A New Year’s Gift from the FDA

A New Year's Gift from the FDA

About 25 percent of baked goods, ice cream, and candy that was sampled by the FDA failed to mention eggs or peanuts on their food labels even though one or both were present! And if allergens were listed, they are often included under a technical name a parent might not recognize (such as casein for milk protein).

Manufacturers have been able to legally avoid identifying specific ingredients by lumping them in a class, such as spices, flavorings, or coloring. Or they have been able to legally avoid mentioning them altogether if they qualify as incidental additives. But even with the lax labeling laws, food recalls for unlabeled allergens have skyrocketed in the last decade.

Wouldn’t it be great to have clear, complete labels? Wouldn’t it be great to have more understanding about food allergies? To have doctors and friends who understand?

Well, good news is on the horizon!

Beginning January 1, 2006, federal law requires foods labels in the U.S. to clearly identify all major food allergens in specific, plain language.

The FDA recognized that food allergies in the U.S. are a big problem, sending about 30,000 people rushing to emergency rooms each year. About 5 percent of young children in the U.S. are affected by food allergies. Even though kids can be allergic to almost anything, about 90 percent of all allergies are to only 8 major foods or food groups (eggs, fish, milk, peanuts, shellfish, soybeans, tree nuts, and wheat).

The new labels must list the common name of these items, if the food contains any ingredient derived from them. The label also must specify which food in a group (which nut or which shellfish, for instance).

These requirements come from the 2004 Food Allergen Labeling and Consumer Protection Act. The act also calls for new rules concerning gluten-free labeling within 4 years, to address the growing problem of celiac disease.

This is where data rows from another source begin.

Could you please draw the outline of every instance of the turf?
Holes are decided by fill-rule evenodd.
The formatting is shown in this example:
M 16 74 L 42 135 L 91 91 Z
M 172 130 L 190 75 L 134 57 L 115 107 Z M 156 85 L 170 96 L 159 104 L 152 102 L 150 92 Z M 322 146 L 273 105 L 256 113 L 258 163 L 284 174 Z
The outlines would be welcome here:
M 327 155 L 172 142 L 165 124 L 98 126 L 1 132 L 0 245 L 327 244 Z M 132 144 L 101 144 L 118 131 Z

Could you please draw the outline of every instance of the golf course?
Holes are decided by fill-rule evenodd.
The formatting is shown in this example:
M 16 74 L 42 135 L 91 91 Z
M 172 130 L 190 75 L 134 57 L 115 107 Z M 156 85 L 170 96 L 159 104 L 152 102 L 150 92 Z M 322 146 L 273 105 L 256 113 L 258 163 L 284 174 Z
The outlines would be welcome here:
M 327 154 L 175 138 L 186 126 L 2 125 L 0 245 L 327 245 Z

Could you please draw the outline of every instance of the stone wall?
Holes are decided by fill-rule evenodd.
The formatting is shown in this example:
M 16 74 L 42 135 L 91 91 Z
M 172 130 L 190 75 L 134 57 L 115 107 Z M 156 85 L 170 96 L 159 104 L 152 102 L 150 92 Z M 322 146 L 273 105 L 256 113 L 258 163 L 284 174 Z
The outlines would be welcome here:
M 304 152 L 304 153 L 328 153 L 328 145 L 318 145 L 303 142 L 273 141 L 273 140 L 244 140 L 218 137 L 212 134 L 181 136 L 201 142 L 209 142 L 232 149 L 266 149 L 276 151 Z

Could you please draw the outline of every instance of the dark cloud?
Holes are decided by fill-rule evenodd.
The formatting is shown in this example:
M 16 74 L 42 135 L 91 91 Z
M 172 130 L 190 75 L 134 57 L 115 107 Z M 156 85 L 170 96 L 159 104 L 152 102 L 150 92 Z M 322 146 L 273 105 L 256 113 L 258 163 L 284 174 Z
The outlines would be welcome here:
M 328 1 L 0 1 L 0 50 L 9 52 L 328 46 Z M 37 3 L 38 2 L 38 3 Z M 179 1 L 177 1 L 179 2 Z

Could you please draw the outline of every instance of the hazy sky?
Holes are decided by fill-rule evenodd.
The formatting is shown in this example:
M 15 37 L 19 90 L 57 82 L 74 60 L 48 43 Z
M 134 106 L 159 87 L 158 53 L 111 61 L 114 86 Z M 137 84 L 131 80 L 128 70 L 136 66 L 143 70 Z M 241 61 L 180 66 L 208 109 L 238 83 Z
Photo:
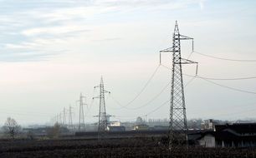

These labeling changes are essential, but in some ways I am most excited about the research and education agenda. The act calls for enhancing and coordinating our basic science research into food allergies. It also calls for improved collection and publication of national data on prevention and treatment of food allergies, on how many people have food allergies, and on how this changes over time. And there is an ambitious education plan as well, including educating physicians and other health care providers.

Perhaps these steps will be a major turning point in our understanding, and handling of this important problem.

Dr. Alan Greene

Dr. Greene is a practicing physician, author, national and international TEDx speaker, and global health advocate. He is a graduate of Princeton University and University of California San Francisco.